The Boston lockdown and the Bill of Rights
The “exigent circumstances” exception more and more resembles the “state of exception” doctrine propounded by Nazi jurist Carl Schmitt, pursuant to which a “national emergency” may override all existing democratic legal protections.
With the implementation of a state of military siege against the population of Boston last week, the American ruling class has crossed a historical, legal and political Rubicon. The die is cast and the sun is setting on the democratic forms of rule that have existed in the United States for the past two centuries.

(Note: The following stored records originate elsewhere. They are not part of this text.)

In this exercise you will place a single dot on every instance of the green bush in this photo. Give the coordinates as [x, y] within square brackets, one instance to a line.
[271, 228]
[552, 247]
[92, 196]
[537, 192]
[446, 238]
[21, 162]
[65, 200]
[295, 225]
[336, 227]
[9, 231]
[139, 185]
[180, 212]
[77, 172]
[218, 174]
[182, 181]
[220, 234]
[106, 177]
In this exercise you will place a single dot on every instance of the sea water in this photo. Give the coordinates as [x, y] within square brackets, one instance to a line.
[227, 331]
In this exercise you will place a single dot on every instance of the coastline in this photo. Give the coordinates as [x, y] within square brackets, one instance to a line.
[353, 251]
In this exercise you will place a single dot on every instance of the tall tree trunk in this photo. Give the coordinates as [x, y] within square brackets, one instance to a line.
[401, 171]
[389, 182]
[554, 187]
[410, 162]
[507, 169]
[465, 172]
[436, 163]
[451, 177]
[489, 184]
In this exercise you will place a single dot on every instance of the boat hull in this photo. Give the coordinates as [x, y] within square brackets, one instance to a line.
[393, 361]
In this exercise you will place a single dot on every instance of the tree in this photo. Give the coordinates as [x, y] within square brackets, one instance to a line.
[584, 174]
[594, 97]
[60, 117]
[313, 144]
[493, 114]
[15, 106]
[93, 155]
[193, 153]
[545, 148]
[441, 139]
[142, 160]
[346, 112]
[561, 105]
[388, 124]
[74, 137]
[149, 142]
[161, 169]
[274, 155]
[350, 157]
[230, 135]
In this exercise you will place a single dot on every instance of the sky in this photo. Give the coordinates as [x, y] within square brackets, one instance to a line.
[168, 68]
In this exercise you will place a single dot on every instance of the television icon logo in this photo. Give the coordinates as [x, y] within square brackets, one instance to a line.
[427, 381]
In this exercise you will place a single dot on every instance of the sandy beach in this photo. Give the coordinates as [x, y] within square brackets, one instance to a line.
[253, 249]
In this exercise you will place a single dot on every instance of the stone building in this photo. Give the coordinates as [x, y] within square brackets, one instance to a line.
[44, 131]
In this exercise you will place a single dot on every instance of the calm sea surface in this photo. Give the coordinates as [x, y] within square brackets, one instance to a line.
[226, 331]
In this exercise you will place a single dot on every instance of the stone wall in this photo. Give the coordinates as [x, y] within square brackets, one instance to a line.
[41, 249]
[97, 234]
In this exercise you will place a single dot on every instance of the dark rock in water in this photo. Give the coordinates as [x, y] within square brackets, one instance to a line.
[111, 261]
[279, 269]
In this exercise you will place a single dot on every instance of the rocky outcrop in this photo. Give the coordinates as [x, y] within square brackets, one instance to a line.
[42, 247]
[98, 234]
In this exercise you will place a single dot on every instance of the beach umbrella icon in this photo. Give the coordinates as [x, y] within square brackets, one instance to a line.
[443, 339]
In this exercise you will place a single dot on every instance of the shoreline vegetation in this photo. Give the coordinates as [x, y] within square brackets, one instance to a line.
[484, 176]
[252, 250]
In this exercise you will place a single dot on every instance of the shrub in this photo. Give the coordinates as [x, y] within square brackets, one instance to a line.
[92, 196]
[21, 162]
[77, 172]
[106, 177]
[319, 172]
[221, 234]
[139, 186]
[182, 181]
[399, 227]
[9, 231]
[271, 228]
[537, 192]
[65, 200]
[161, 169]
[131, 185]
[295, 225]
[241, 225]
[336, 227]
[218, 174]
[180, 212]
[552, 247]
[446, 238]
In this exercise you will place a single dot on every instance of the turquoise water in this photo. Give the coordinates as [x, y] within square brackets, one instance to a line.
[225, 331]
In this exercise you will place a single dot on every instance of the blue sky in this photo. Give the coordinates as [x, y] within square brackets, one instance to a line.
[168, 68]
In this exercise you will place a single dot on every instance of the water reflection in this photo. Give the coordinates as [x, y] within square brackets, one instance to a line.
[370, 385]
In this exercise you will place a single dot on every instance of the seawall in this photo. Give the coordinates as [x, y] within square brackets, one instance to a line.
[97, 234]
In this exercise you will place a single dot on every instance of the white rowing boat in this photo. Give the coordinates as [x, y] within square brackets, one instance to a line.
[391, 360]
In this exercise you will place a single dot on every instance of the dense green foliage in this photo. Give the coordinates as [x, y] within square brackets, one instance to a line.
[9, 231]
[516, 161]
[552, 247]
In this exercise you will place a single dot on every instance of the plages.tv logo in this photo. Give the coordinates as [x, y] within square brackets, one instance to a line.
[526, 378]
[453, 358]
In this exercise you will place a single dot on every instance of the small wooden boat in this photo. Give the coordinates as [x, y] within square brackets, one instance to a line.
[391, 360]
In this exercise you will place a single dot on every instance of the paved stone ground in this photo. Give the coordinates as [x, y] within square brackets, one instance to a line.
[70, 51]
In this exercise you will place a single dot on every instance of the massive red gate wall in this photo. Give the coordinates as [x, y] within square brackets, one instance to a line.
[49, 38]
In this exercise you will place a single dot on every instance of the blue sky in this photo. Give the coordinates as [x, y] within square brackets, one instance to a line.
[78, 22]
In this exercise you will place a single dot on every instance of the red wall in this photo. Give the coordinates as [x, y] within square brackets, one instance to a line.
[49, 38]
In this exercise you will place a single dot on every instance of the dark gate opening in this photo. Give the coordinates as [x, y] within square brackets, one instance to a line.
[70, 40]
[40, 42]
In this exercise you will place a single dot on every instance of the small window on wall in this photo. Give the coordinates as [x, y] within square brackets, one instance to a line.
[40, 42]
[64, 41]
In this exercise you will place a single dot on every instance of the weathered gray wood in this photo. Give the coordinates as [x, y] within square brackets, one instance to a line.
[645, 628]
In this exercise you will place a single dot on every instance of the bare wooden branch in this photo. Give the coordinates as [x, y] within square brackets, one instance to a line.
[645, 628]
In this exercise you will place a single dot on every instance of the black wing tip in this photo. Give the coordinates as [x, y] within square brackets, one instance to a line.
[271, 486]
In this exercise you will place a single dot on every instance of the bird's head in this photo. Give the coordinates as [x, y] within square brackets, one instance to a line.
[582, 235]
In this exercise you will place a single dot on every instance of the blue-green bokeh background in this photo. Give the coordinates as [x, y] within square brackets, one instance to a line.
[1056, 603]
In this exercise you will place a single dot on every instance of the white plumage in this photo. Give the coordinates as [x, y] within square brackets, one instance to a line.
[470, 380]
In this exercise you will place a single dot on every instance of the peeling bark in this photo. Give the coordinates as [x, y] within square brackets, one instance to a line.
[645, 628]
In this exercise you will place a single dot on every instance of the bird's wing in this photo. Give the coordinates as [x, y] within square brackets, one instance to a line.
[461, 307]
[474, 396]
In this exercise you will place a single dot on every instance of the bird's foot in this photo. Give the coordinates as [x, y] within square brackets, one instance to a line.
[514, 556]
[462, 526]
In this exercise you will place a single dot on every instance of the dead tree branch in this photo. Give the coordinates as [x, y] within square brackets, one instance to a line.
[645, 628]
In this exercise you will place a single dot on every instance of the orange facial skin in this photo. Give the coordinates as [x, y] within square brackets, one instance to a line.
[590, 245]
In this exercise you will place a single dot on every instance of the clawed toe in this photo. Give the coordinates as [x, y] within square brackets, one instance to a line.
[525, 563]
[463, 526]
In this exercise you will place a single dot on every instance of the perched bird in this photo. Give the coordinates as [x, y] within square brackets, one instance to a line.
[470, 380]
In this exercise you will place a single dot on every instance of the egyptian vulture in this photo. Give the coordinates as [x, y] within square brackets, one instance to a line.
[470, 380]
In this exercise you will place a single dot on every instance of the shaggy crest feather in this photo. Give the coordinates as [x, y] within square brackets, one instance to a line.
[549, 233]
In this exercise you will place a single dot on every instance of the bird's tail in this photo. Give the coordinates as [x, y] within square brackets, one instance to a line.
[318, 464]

What history will remember as most significant about the events in Boston will not be the bombing near the marathon’s finish line or the perpetrators or their motives. What will be remembered instead will be the unprecedented military lockdown of an entire major American city, with military vehicles in the streets and heavily armed soldiers going house to house—tromping through living rooms, bedrooms and kitchens, staring down their assault rifles at terrified, barefoot families in their pajamas.
The Bill of Rights, ratified in 1791 in the wake of the American Revolution, has provided the basic framework for bourgeois democracy as it has developed in the United States over the past 200 years. A simple comparison of the words of the Bill of Rights with the recent events in Boston—the cradle of the American Revolution—underscores the advanced stage of the historical process that is shattering centuries-old democratic forms of rule.